My fellow atheists are such a disappointment to me. For example, this morning on Avedon Carol's Sideshow blog, I read this account of Hitchens's performance at the Freedom from Religion Convention:
He told us what the most serious threat to the West was (and you know this line already): it was Islam. Then he accused the audience of being soft on Islam, of being the kind of vague atheists who refuse to see the threat for what it was, a clash of civilizations, and of being too weak to do what was necessary, which was to spill blood to defeat the enemy. Along the way he told us who his choice for president was right now — Rudy Giuliani — and that Obama was a fool, Clinton was a pandering closet fundamentalist, and that he was less than thrilled about all the support among the FFRF for the Democratic party. We cannot afford to allow the Iranian theocracy to arm itself with nuclear weapons (something I entirely sympathize with), and that the only solution is to go in there with bombs and marines and blow it all up. The way to win the war is to kill so many Moslems that they begin to question whether they can bear the mounting casualties.Avedon commented, "Hitchens' 'atheism' turns out to be indistinguishable from everything he's said is wrong with religion, Jihad, Crusades, and all." I'd noticed that about Hitchens too, and not just Hitchens. Sam Harris is a big supporter of the "war on terror" too, and The End of Faith bore a blurb from torture supporter (and plagiarist, and all-round liar and thug) Alan Dershowitz. I checked the book's index when I noticed that, and found that it contained a long attack on Noam Chomsky, which is one reason I still haven't read it. But I did read Letter to a Christian Nation, Harris's plea to Christofascists to join the crusade against Islamofascists. As though Christofascists weren't already foaming at the mouth for more Saracen blood! So much for Dawkins's argument that a world without religion would be a world without war, or at least a world with much less of it. To say this doesn't mean that I've started liking religion, only that being an atheist doesn't automatically make you rational, any more than being a theist automatically makes you good.

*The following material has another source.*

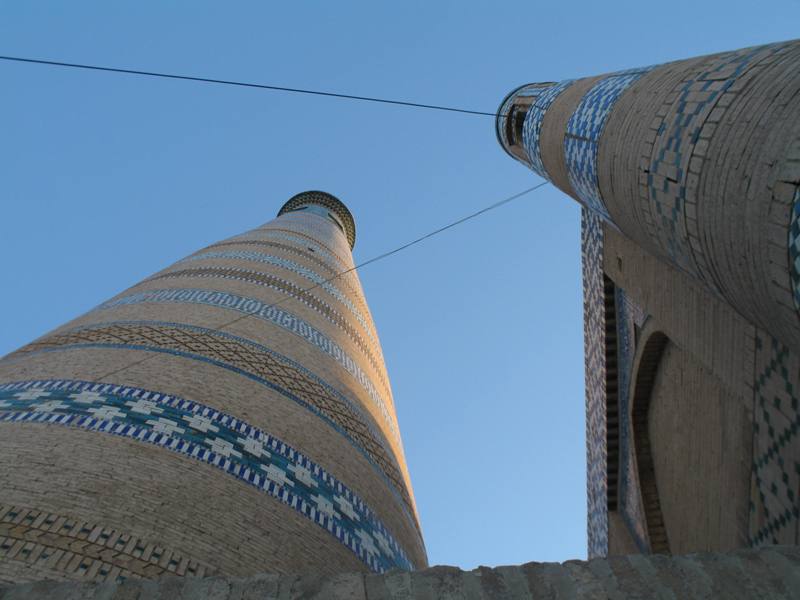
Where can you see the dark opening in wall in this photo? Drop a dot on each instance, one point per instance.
(612, 394)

Thanks to Avedon's link to Maureen Dowd, I found this piece ("Carson-Era Humor, Post-Colbert", which may or may not work -- you may have to go to the Dowd piece to get to it) which also mentions Hitchens: "Mr. Hitchens, a one-time pariah for his support of the Iraq invasion and his savaging of Mother Teresa, still serves as something of a social arbiter in Washington." Social arbiter? Still? That's even more discrediting than supporting the Iraq invasion and endorsing Bush in 2004. "One-time pariah"? Why not "still", especially since he keeps adding reasons to shun him?